Slingshot’s 15th birthday makes me feel kind of old, because I was in on it from just about its beginning. I was an English grad student at Berkeley when I became “Experienced” in Jimi Hendrix’s term. I was working on my dissertation, serving as Coordinator of the student Recycling Project, where I met members of the Slingshot Collective. Most of us were Berkeley students. At the time, U.C. Berkeley was hardly radical. Despite the university’s reputation as a hotbed of dissent, a legacy of the 60s, there was a need for a leftist voice, and Slingshot filled that need. Those first issues were printed on white paper, sometimes subversively copied on university copiers.

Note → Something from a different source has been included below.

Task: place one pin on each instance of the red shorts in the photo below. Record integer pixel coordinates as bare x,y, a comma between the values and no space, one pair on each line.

For one Slingshot article, marking the anniversary of the Free Speech movement at Berkeley, I went to the Bancroft Library Special Collections department, where I looked at their collection of radical papers from the 60s. I am proud to have contributed to a paper that will go into that collection commemorating voices of dissent against the repressive aspects of mainstream society. This despite remarks by “friends” which satirically contrasted my academic writing with the kinds of rhetoric of Slingshot.

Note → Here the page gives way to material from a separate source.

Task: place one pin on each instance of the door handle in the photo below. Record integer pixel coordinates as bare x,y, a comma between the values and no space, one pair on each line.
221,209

I remain an academic — I have a job as a professor in a Southern university (hey, it’s true what the right says about the “liberal academics” corrupting our youth!) — but the articles I write for Slingshot are read by a lot more people than my cerebral studies of William Blake and Victorian novels. Slingshot, I note, now has a circulation of 12,000, and is distributed nationally, including to a sizable incarcerated population. Slingshot has allowed me to spread my strong views on things that confronted me as I became a mother: my belief in “natural” childbirth; my conviction that the practically universal practice of male circumcision in the U.S. is nothing short of genital mutilation. As an environmentalist, Slingshot has allowed me and the branch of the Sierra Club I’m involved with here, to express our opinion on clearcutting, pollution, and genetic engineering.

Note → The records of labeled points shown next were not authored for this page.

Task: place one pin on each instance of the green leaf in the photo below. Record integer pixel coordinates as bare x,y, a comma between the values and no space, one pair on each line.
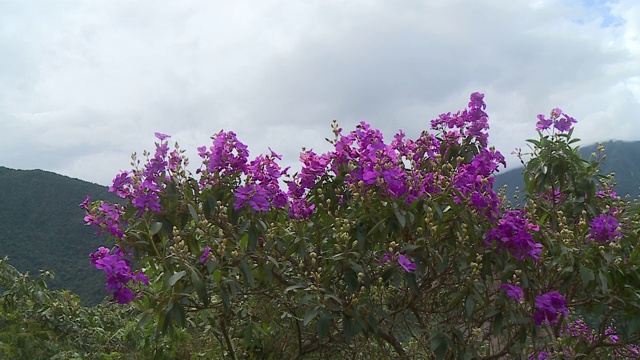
253,239
247,273
200,288
310,315
603,282
175,277
217,275
587,275
324,324
400,216
468,306
155,228
193,212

So, while teaching a class this semester on literary utopias, I read Slingshot as the collective shout of voices that promises an alternative to our present dystopian society, a wave of energy that may help to bring about an ideal society. Without voices of dissent, without resistance to a society whose values are destructive, distorted and demented, utopia will always remain “nowhere” (the literal meaning of the word). It is only by imagining an alternative and articulating opposed values that change will ever come. Viva Slingshot!